Bisogna in effetti riconoscere, che la nostra conoscenza della Penisola è uscita notevolmente arricchita da quella straordinaria fioritura storiografica, che occupa la seconda metà del XX secolo. Una fioritura della ricerca europea, che ha visto in posizione egemone la storia sociale, e in cui l’Italia ha avuto un ruolo non marginale.

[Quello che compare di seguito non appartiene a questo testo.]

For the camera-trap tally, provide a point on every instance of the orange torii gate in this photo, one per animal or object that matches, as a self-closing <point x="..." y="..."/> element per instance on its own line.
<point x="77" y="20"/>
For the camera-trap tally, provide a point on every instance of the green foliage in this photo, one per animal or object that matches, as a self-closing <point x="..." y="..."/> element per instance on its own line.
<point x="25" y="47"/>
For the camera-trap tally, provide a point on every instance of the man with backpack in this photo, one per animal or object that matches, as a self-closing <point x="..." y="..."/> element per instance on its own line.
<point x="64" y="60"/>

Tuttavia non si può fare a meno di rammentare il carattere prevalentemente indiretto, il modo talora, per così dire, casuale, con cui gli studiosi sono pervenuti a “scoprire” il territorio e la sua lunga stratificazione storica. Non c’è dubbio mi pare, che nell’esplosione di specializzazioni storiografiche verificatesi tra gli anni ’70 e ’90 del Novecento - storia del paesaggio, dell’agricoltura, della famiglia, della città, dell’alimentazione, della salute, ecc – significativamente non si schiude un ambito specifico per la storia del territorio. Non è mai nato un settore particolare di ricerche che studiasse, nella loro complessità e nelle loro connessioni, l’organizzazione degli spazi, la natura dei suoli, il carattere degli habitat, le trasformazioni antropiche, gli insediamenti, le connessioni infrastrutturali, economiche, sociali e le loro invisibili gerarchie, ecc. Un nuovo racconto pluridisciplinare che avrebbe potuto coinvolgere ingegneri e storici, geografi e urbanisti, demografi e architetti, agronomi e archeologi.

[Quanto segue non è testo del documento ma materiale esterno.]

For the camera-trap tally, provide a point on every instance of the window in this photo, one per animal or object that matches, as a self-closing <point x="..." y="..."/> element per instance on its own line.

Ma la breve stagione è ormai tramontata. Benché occorrerebbe precisare che in quella fase il territorio è stato popolare per storici, urbanisti, geografi: cioè, pur sempre, per una ristretta cerchia di specialisti. Quanto di quegli studi sia diventato cultura corrente degli italiani costituisce una realtà che ci sfugge e che è assai difficile da stabilire. Quel che si può impressionisticamente constatare oggi è che quella temperie culturale si è come dissolta. Per lo meno a livello di grandi media, soprattutto la TV, la storia – anzi la “grande storia” come pomposamente viene talora reclamizzata – pare definitivamente ritornata ai corrivi fasti della vulgata événementielle. Fascismo, nazismo, leader e lotte politiche del dopoguerra e tutto quanto appare raccontabile in immagini filmiche è il solo passato storico in cui possono rispecchiarsi gli italiani. Sembra l’unico sapere del nostro passato oggi compatibile con la “società dello spettacolo”.

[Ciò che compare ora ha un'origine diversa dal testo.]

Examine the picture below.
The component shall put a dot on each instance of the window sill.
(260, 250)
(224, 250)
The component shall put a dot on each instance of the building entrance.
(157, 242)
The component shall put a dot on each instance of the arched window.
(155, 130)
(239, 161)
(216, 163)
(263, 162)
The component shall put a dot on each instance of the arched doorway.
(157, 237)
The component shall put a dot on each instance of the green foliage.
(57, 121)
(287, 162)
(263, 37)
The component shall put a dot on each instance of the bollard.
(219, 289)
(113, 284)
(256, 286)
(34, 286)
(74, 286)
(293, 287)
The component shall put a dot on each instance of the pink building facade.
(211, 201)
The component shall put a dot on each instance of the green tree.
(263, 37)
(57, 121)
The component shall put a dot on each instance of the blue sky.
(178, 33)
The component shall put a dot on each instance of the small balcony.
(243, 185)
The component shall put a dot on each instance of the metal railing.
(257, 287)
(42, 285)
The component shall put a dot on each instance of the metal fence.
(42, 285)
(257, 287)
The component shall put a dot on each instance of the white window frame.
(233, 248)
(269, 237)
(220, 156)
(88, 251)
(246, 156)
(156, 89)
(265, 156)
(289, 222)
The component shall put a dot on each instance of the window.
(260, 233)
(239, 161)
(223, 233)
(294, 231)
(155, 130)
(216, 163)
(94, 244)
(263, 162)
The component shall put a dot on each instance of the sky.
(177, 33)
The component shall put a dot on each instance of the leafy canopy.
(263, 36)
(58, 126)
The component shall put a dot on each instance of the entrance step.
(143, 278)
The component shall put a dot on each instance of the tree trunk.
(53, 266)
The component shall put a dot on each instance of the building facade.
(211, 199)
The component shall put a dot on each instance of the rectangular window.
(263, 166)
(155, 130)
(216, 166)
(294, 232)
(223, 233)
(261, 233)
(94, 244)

D’altro canto, tornando al versante disciplinare, è anche giusto sottolineare che oggi non appare più proponibile il “vecchio racconto” di un tempo. Una storia del territorio oggi è moneta fuori corso. Se è vero, infatti, che una delle categorie chiavi con cui si è fatta una certa storia del territorio in Italia – quella di paesaggio – oggi è diventata di assai difficile uso, non diversamente si è ormai costretti a dire del termine territorio. E in questo caso non tanto per l’uso polisemico e le volgarizzazioni che esso ha subito, negli ultimi anni, ad opera del linguaggio pubblico corrente. Quanto soprattutto perché oggi tale nozione, alla luce delle scienze dell’ambiente, appare in tutta la sua nuda neutralità e unilateralità semantica. E’ una categoria del vecchio vocabolario geografico. Come si può ormai fare storia del territorio dimenticando che esso, in ogni sua manifestazione, é intessuto di vita biologica, ricco o povero di risorse naturali, condizionato dal clima, contrassegnato da biodiversità, soggetto a proprie leggi di trasformazione su cui gli uomini pongono il loro calco? Il territorio, nel frattempo, è diventato ambiente ed esso richiede oggi, per essere indagato e storicamente ricostruito, una nuova e più complessa strumentazione culturale e concettuale.